Ma il lavoro in cui si è sempre distinta Hummel, spesso lasciando andare la fantasia al potere, è sicuramente quello per squadre minori e soprattutto a sostegno di cause umanitarie.

Ad esempio il brand tedesco/danese nel 2001 si è fatto sostenitore e sponsor tecnico della nazionale del Tibet, non riconosciuta dalla FIFA e dall’AFC principalmente a causa della Cina, organizzando sul suolo danese una partita contro la Groenlandia. Nel 2016 poi Hummel, insieme a Khalida Popal, calciatrice e attivista, ha disegnato il primo kit della storia per la nazionale Afghana di calcio, sia maschile che femminile, con l’inclusione significativa dell’hijab nel design del kit femminile, per altro molto curato, impreziosito dai motivi geometrici sulle maniche e l’orlo della maglia.
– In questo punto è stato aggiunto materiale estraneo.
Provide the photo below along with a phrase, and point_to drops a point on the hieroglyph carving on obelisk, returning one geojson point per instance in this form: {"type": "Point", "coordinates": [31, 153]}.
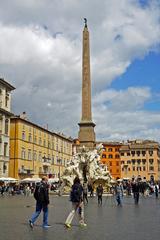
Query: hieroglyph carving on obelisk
{"type": "Point", "coordinates": [86, 131]}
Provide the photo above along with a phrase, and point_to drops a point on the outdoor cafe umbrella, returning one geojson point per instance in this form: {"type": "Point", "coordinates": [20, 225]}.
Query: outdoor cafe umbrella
{"type": "Point", "coordinates": [30, 180]}
{"type": "Point", "coordinates": [8, 179]}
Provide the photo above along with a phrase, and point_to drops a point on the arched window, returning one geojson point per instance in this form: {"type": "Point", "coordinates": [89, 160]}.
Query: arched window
{"type": "Point", "coordinates": [6, 126]}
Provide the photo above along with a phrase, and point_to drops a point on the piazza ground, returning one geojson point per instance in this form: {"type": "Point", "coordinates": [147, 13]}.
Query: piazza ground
{"type": "Point", "coordinates": [106, 222]}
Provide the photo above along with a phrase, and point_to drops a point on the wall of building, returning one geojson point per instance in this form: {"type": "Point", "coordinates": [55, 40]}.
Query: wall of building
{"type": "Point", "coordinates": [140, 160]}
{"type": "Point", "coordinates": [36, 152]}
{"type": "Point", "coordinates": [5, 108]}
{"type": "Point", "coordinates": [111, 158]}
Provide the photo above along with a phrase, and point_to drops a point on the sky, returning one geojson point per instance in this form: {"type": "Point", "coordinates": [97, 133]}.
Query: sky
{"type": "Point", "coordinates": [41, 55]}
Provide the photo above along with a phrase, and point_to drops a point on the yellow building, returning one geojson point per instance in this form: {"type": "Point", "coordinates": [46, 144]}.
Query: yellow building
{"type": "Point", "coordinates": [5, 114]}
{"type": "Point", "coordinates": [140, 159]}
{"type": "Point", "coordinates": [36, 151]}
{"type": "Point", "coordinates": [111, 158]}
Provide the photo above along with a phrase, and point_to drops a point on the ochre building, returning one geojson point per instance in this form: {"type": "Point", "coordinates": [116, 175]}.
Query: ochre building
{"type": "Point", "coordinates": [140, 158]}
{"type": "Point", "coordinates": [36, 151]}
{"type": "Point", "coordinates": [111, 158]}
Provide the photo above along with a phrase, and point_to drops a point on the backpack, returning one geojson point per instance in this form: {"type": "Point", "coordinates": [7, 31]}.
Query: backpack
{"type": "Point", "coordinates": [39, 193]}
{"type": "Point", "coordinates": [76, 193]}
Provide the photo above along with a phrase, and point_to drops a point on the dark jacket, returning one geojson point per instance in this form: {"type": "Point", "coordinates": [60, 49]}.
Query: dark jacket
{"type": "Point", "coordinates": [99, 190]}
{"type": "Point", "coordinates": [135, 187]}
{"type": "Point", "coordinates": [41, 193]}
{"type": "Point", "coordinates": [76, 193]}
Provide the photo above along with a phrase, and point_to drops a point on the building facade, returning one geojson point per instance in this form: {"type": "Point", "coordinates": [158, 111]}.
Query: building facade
{"type": "Point", "coordinates": [5, 114]}
{"type": "Point", "coordinates": [35, 151]}
{"type": "Point", "coordinates": [86, 133]}
{"type": "Point", "coordinates": [111, 157]}
{"type": "Point", "coordinates": [140, 159]}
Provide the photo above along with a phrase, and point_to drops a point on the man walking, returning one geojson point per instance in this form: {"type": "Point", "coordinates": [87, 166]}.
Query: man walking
{"type": "Point", "coordinates": [119, 192]}
{"type": "Point", "coordinates": [76, 198]}
{"type": "Point", "coordinates": [136, 190]}
{"type": "Point", "coordinates": [42, 200]}
{"type": "Point", "coordinates": [99, 193]}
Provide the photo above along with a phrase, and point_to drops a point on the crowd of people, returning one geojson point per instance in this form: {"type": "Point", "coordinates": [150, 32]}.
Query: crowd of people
{"type": "Point", "coordinates": [79, 197]}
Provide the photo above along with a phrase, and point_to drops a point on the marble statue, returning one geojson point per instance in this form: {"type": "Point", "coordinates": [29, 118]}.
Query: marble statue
{"type": "Point", "coordinates": [87, 166]}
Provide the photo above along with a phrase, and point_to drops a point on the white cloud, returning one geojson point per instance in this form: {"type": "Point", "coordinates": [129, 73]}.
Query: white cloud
{"type": "Point", "coordinates": [40, 53]}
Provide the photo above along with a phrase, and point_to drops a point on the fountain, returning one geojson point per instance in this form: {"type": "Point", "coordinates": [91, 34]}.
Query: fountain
{"type": "Point", "coordinates": [87, 166]}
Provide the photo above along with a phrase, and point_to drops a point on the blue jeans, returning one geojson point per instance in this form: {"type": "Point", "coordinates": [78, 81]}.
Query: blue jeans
{"type": "Point", "coordinates": [39, 208]}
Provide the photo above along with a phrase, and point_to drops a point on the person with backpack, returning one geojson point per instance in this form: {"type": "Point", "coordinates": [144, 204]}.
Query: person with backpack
{"type": "Point", "coordinates": [76, 197]}
{"type": "Point", "coordinates": [99, 191]}
{"type": "Point", "coordinates": [42, 200]}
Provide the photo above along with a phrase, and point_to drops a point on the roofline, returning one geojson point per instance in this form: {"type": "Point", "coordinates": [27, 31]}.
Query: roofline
{"type": "Point", "coordinates": [110, 143]}
{"type": "Point", "coordinates": [8, 85]}
{"type": "Point", "coordinates": [29, 122]}
{"type": "Point", "coordinates": [3, 111]}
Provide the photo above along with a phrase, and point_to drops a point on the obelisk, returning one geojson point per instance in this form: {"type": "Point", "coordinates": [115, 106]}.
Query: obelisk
{"type": "Point", "coordinates": [86, 134]}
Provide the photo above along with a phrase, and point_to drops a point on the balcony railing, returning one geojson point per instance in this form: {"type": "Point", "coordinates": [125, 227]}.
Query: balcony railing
{"type": "Point", "coordinates": [26, 171]}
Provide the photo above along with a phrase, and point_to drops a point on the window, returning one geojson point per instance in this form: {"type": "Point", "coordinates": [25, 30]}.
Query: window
{"type": "Point", "coordinates": [151, 161]}
{"type": "Point", "coordinates": [40, 141]}
{"type": "Point", "coordinates": [5, 149]}
{"type": "Point", "coordinates": [6, 99]}
{"type": "Point", "coordinates": [133, 153]}
{"type": "Point", "coordinates": [52, 159]}
{"type": "Point", "coordinates": [4, 167]}
{"type": "Point", "coordinates": [29, 137]}
{"type": "Point", "coordinates": [35, 139]}
{"type": "Point", "coordinates": [6, 126]}
{"type": "Point", "coordinates": [138, 161]}
{"type": "Point", "coordinates": [150, 152]}
{"type": "Point", "coordinates": [144, 161]}
{"type": "Point", "coordinates": [133, 161]}
{"type": "Point", "coordinates": [23, 136]}
{"type": "Point", "coordinates": [34, 155]}
{"type": "Point", "coordinates": [23, 153]}
{"type": "Point", "coordinates": [138, 153]}
{"type": "Point", "coordinates": [143, 153]}
{"type": "Point", "coordinates": [40, 156]}
{"type": "Point", "coordinates": [151, 168]}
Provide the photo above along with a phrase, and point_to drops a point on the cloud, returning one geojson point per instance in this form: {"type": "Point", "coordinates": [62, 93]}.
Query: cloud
{"type": "Point", "coordinates": [40, 53]}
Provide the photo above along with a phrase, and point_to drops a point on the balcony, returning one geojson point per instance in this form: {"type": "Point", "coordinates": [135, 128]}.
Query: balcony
{"type": "Point", "coordinates": [27, 172]}
{"type": "Point", "coordinates": [46, 162]}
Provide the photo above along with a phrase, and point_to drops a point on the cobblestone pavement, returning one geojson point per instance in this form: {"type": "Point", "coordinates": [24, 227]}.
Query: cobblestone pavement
{"type": "Point", "coordinates": [106, 222]}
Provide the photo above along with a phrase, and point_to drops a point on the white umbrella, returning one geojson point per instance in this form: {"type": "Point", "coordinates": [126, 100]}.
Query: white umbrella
{"type": "Point", "coordinates": [53, 180]}
{"type": "Point", "coordinates": [8, 179]}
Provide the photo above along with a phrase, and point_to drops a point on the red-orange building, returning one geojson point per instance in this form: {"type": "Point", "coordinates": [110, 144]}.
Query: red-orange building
{"type": "Point", "coordinates": [111, 158]}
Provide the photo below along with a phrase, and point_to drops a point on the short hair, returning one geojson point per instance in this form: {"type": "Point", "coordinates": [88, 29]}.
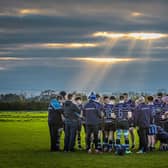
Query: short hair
{"type": "Point", "coordinates": [59, 97]}
{"type": "Point", "coordinates": [112, 98]}
{"type": "Point", "coordinates": [63, 94]}
{"type": "Point", "coordinates": [125, 94]}
{"type": "Point", "coordinates": [150, 98]}
{"type": "Point", "coordinates": [78, 98]}
{"type": "Point", "coordinates": [105, 97]}
{"type": "Point", "coordinates": [69, 96]}
{"type": "Point", "coordinates": [97, 95]}
{"type": "Point", "coordinates": [160, 94]}
{"type": "Point", "coordinates": [121, 97]}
Dal 2012 Hummel è anche sponsor tecnico del Christiania FC, la squadra di calcio dell’omonimo quartiere di Copenhagen, fondato nel 1971 e autonominatosi “una comunità di squot autogovernata”; un luogo al limite della leggenda, fra ispirazioni anarchiche, spaccio, arte e malavita per cui il brand ha pensato un’intera linea di abbigliamento curatissima, nel tentativo di rispecchiare la storia e l’ambiente di Christiania.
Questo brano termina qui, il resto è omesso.